Dr. Horst Czichos is Professor of Mechatronics at the University of Applied Sciences, Berlin, Germany. He graduated with a degree in Precision Engineering and worked as a design engineer in the optical industry. He holds Dipl.-Phys. and Dr.-Ing (Materials Science) degrees from the Free and Technical Universities of Berlin and a Dr. h.c. from KU Leuven. He was President of the German Federal Institute for Materials Research and Testing (BAM) from 1992 to 2002 and President of the European Federation of National Associations of Measurement, Testing and Analytical Laboratories, EUROLAB (1999 – 2003), and is now its Delegate for the International Affiliates.

Dr. Saito is currently Senior Adviser Emeritus at the National Institute for Materials Science (NIMS) and Chairman of ISO/TC164 (Mechanical Testing of Metals). He received his Dr.-Eng from the University of Tokyo in 1978 and since has held various positions at the National Research Institute for Metals, including Director of Materials Evaluation Division and Deputy Director-General of the Institute.

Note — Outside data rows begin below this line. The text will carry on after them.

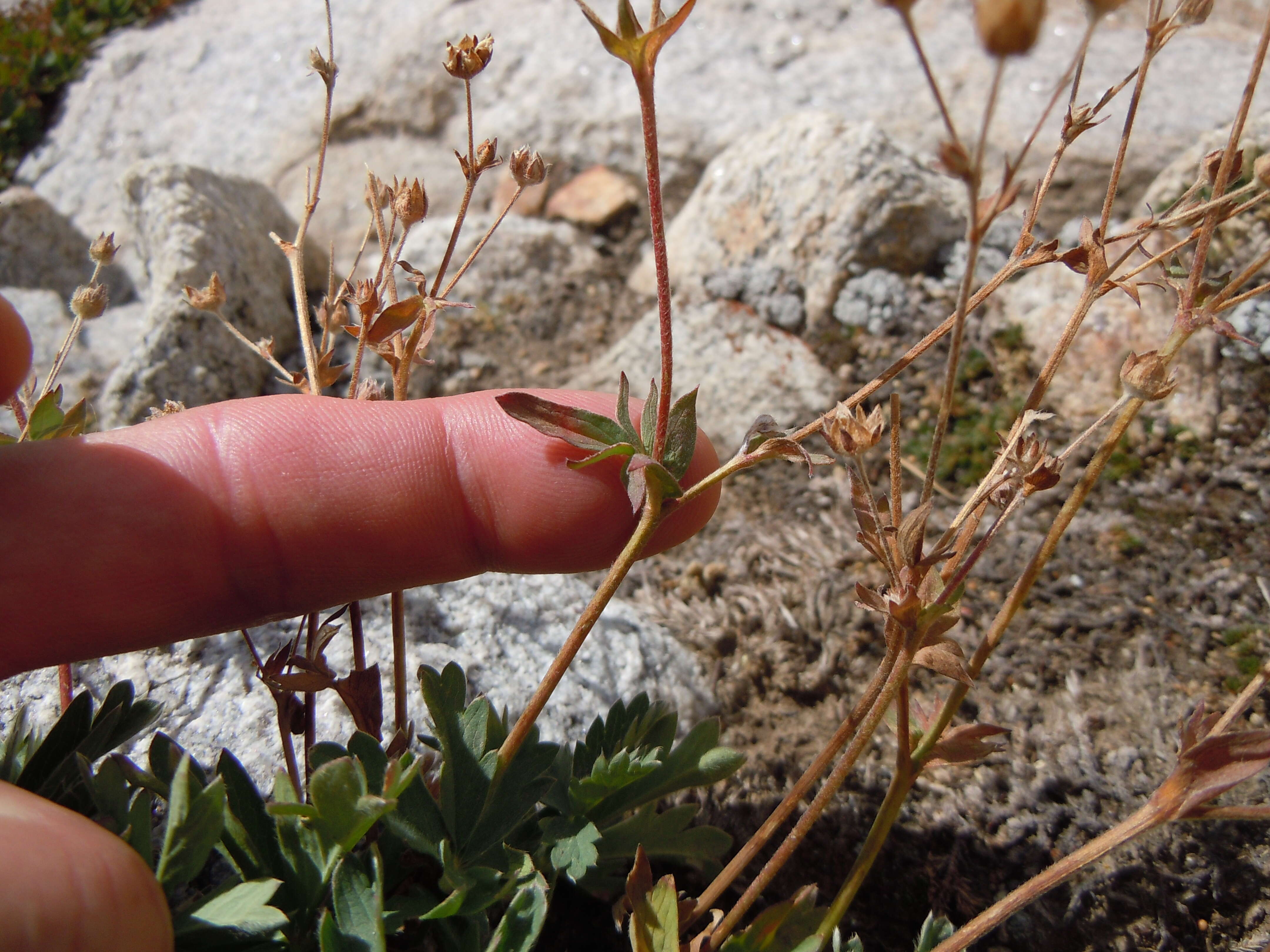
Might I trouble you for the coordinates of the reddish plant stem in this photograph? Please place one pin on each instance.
(657, 220)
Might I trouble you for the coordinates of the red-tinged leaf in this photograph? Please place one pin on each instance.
(616, 450)
(681, 436)
(364, 697)
(574, 426)
(303, 681)
(945, 658)
(654, 470)
(395, 318)
(1212, 767)
(966, 744)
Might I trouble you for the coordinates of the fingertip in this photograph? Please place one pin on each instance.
(16, 351)
(69, 885)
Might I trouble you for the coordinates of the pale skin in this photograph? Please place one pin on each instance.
(227, 516)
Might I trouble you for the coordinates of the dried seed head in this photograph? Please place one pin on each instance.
(103, 248)
(369, 390)
(89, 301)
(854, 433)
(487, 155)
(210, 299)
(410, 202)
(469, 58)
(1194, 12)
(1146, 376)
(1009, 27)
(366, 299)
(527, 168)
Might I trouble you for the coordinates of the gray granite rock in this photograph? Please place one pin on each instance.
(503, 630)
(817, 197)
(743, 366)
(227, 86)
(187, 224)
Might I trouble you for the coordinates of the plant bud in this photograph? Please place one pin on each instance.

After retirement from his position as Director of the Materials Science and Engineering Laboratory of the National Institute of Standards and Technology (NIST) Dr. Leslie Smith is a Research Associate at NIST. He received B.S. and Ph.D. degrees from Case Institute of Technology and the Catholic University of America in physical-organic chemistry and conducted research primarily on the adsorption of polymers and the degradation of polyesters.